Nilai yang mencapai 500 Triliun tersebut jika dibandingkan dengan yang kembali ke Kaltim sangat jauh panggang dari api. Sebagai gambaran, APBD Kaltim 2021 berkisar Rp 11,61 triliun, dengan rincian pendapatan direncanakan sebesar Rp 9,58 triliun yang terdiri dari pendapatan asli daerah (PAD) sebesar Rp 5,39 triliun, pendapatan transfer sebesar Rp 4,18 triliun dan lain-lain pendapatan daerah yang sah sebesar Rp 12,27 miliar. Sementara itu APBD Kaltim Tahun 2022 disetujui sebesar Rp 11,5 triliun dengan rincian pendapatan daerah terdiri dari Pendapatan Asli Daerah (PAD) Rp 6,58 triliun, Pendapatan Transfer sebesar Rp 4,26 triliun dan lain-lain pendapatan daerah yang sah senilai Rp 12, 598 miliar.
Dari angka tersebut sebagian besar didominasi dengan pengeluaran rutin seperti gaji pegawai, BBM kendaraan dinas, ATK kantor, biaya operasional, dan lain-lain. Sehingga memang jika ingin melihat wujud pembangunan dalam bentuk infrastruktur akan sangat sulit sekali dengan alokasi anggaran terbatas tersebut. APBD yang diterima Kaltim dari tahun ketahun sepertinya belum pernah lebih Rp15 triliun, sedangkan provinsi besar di Pulau Jawa dapat mencapai 3 digit (ratusan triliun).
Artinya jika berharap Kaltim Maju dan Modern dengan DBH minyak dan gas bumi (Migas) maupun sumber daya alam lainnya yang diterima Kaltim yang hanya berkisar maksimal 15 persen seperti selama ini didapatkan akan sangat sulit. Perjuangan peningkatan pendapatan untuk pembangunan melalui DBH dan HKPD pun acap kali mengalami jalan buntu.
Salah satu hal yang paling mendasar karena hitung-hitungan DBH dan HKPD ini adalah jumlah penduduk, karena faktor pengalinya adalah populasi atau jumlah penduduk yang ada di Kaltim. yang hanya berkisar 4.7 juta jiwa. Sehingga provinsi dengan jumlah penduduk besar akan terus diuntungkan seperti pulau jawa.
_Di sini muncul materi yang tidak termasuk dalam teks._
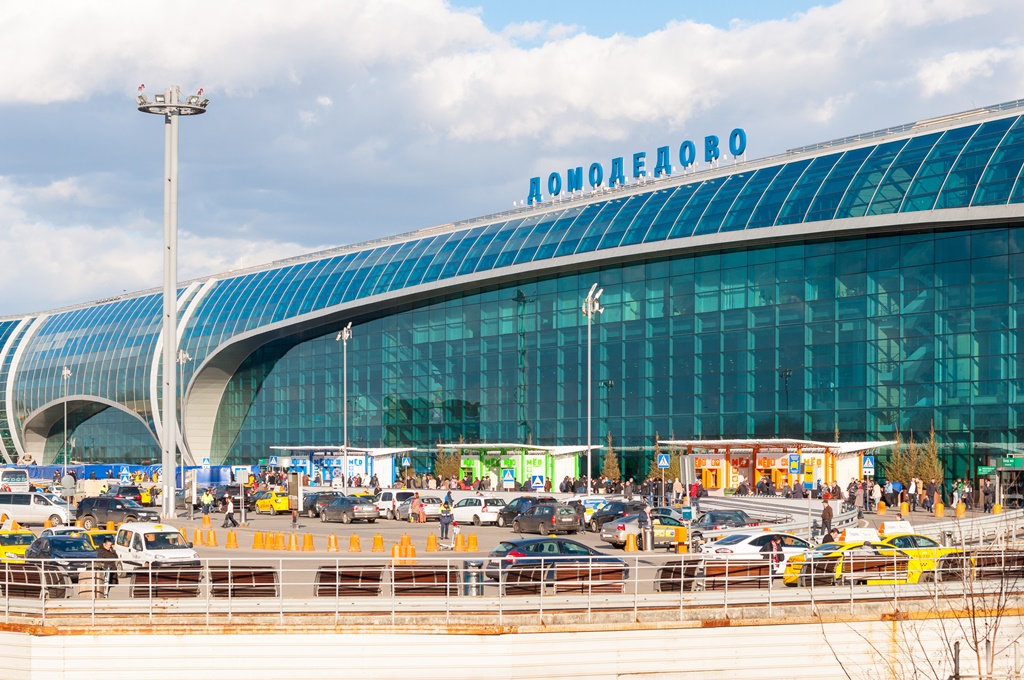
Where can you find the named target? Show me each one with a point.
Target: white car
(139, 545)
(477, 510)
(748, 546)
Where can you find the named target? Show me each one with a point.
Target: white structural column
(591, 306)
(167, 104)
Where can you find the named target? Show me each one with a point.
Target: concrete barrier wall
(750, 649)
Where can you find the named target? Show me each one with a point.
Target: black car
(546, 550)
(95, 511)
(67, 554)
(613, 510)
(519, 506)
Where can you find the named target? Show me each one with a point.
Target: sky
(334, 122)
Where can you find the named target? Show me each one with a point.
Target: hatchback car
(477, 510)
(749, 546)
(343, 509)
(520, 505)
(544, 550)
(71, 554)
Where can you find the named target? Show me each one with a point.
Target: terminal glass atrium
(865, 335)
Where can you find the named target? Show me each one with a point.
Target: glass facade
(864, 335)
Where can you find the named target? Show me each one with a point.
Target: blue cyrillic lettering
(737, 141)
(554, 183)
(573, 179)
(711, 149)
(687, 154)
(664, 166)
(535, 190)
(639, 165)
(616, 176)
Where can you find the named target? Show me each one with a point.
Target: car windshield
(165, 540)
(16, 539)
(71, 544)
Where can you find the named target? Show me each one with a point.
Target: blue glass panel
(804, 190)
(690, 215)
(597, 228)
(997, 182)
(670, 213)
(641, 223)
(960, 185)
(577, 229)
(720, 205)
(926, 185)
(834, 187)
(480, 247)
(556, 232)
(459, 254)
(767, 211)
(613, 235)
(748, 200)
(515, 242)
(889, 196)
(497, 244)
(865, 182)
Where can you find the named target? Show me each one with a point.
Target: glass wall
(860, 336)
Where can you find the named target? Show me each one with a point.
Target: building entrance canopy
(529, 465)
(725, 463)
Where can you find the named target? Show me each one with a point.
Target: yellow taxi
(13, 543)
(272, 503)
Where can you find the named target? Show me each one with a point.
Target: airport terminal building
(858, 287)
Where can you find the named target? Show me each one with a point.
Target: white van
(139, 545)
(14, 479)
(35, 508)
Sehingga alternatif agar Kaltim mendapatkan "jatah" lebih, jika tidak boleh disebut meminta hak-nya, maka paling tidak harus ada program atau proyek strategis nasional di wilayah Kaltim agar dapat memperoleh hak tersebut secara langsung maupun tidak langsung. Maka IKN merupakan salah satu pintu masuk yang ada dan bisa mewujudkan keinginan masyarakat Kaltim akan adanya pembangunan dan pertumbuhan di Kaltim, karena sumberdaya nasional dengan sendirinya akan dipusatkan di Kaltim.
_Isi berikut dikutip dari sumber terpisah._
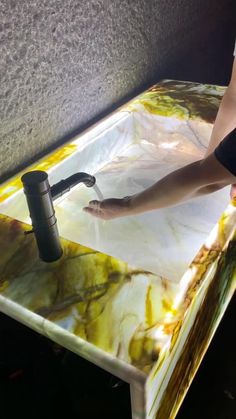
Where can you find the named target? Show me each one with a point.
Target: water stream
(96, 220)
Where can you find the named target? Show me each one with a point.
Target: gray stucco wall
(64, 63)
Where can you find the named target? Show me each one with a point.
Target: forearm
(225, 121)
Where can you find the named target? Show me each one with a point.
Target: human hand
(233, 191)
(109, 209)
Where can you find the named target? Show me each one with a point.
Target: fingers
(94, 204)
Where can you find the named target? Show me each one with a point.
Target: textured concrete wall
(63, 63)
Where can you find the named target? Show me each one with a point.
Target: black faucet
(39, 196)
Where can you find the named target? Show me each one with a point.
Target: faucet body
(39, 196)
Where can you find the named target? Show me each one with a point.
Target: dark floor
(40, 380)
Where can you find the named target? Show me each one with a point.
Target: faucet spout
(39, 196)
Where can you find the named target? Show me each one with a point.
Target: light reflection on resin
(150, 329)
(134, 149)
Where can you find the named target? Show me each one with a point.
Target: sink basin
(140, 296)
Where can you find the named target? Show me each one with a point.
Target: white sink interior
(128, 152)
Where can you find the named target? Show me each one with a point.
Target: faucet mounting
(39, 196)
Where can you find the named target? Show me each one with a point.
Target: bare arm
(195, 179)
(226, 117)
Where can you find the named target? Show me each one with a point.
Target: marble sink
(139, 296)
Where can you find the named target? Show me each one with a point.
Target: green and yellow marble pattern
(139, 326)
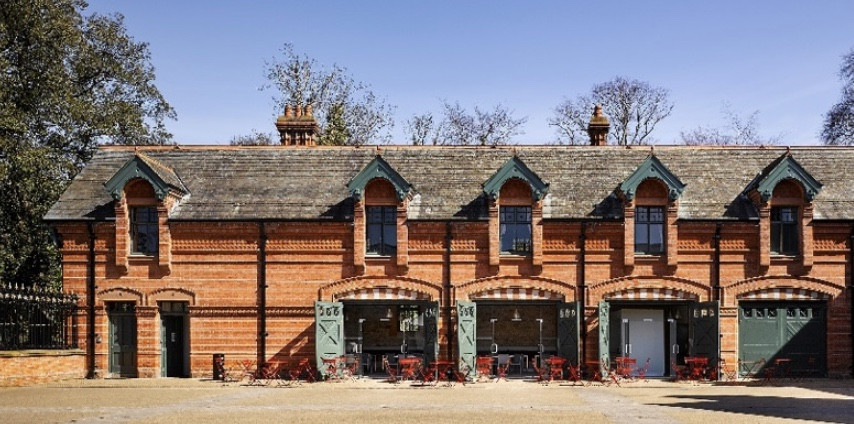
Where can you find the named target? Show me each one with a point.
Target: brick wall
(28, 367)
(217, 264)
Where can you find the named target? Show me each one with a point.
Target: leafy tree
(839, 121)
(347, 111)
(740, 131)
(458, 127)
(633, 108)
(67, 83)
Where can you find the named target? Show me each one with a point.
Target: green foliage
(67, 83)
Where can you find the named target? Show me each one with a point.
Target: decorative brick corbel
(494, 241)
(629, 236)
(807, 240)
(764, 236)
(402, 238)
(122, 242)
(164, 247)
(537, 236)
(359, 236)
(672, 234)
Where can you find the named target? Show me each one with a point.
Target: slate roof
(300, 183)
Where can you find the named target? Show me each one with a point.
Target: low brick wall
(27, 367)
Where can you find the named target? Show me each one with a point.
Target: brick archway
(782, 287)
(378, 287)
(516, 288)
(648, 288)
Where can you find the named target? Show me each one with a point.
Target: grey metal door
(329, 331)
(172, 342)
(122, 331)
(604, 332)
(567, 331)
(431, 329)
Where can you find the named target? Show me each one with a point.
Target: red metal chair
(483, 367)
(502, 366)
(392, 371)
(556, 368)
(574, 373)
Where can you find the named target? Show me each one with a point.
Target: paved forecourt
(373, 401)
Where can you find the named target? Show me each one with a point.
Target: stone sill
(40, 352)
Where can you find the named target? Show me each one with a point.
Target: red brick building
(274, 253)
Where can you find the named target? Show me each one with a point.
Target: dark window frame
(645, 226)
(784, 231)
(144, 230)
(381, 223)
(515, 232)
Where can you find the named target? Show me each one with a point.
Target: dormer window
(649, 230)
(784, 231)
(143, 230)
(515, 229)
(382, 230)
Namun, perlu diperhatikan juga bahwa IKN Nusantara adalah "wilayah otonom baru". Artinya konsentrasi sumberdaya nasional akan beralaih ke Kaltim atau ke IKN Nusantara? Jika beralih ke IKN Nusantara maka mungkin tidak akan berdampak secara langsung kepada SELURUH wilayah Kaltim. Andai pun akan berdampak maka mungkin perlu beberapa puluh tahun kedepan karena terkait skala prioritas, terlebih jika Kepala Badan Otorita dan jajarannya tidak ada unsur-unsur masyarakat dan tokoh-tokoh Kaltim sebagai "play maker" IKN Nusantara.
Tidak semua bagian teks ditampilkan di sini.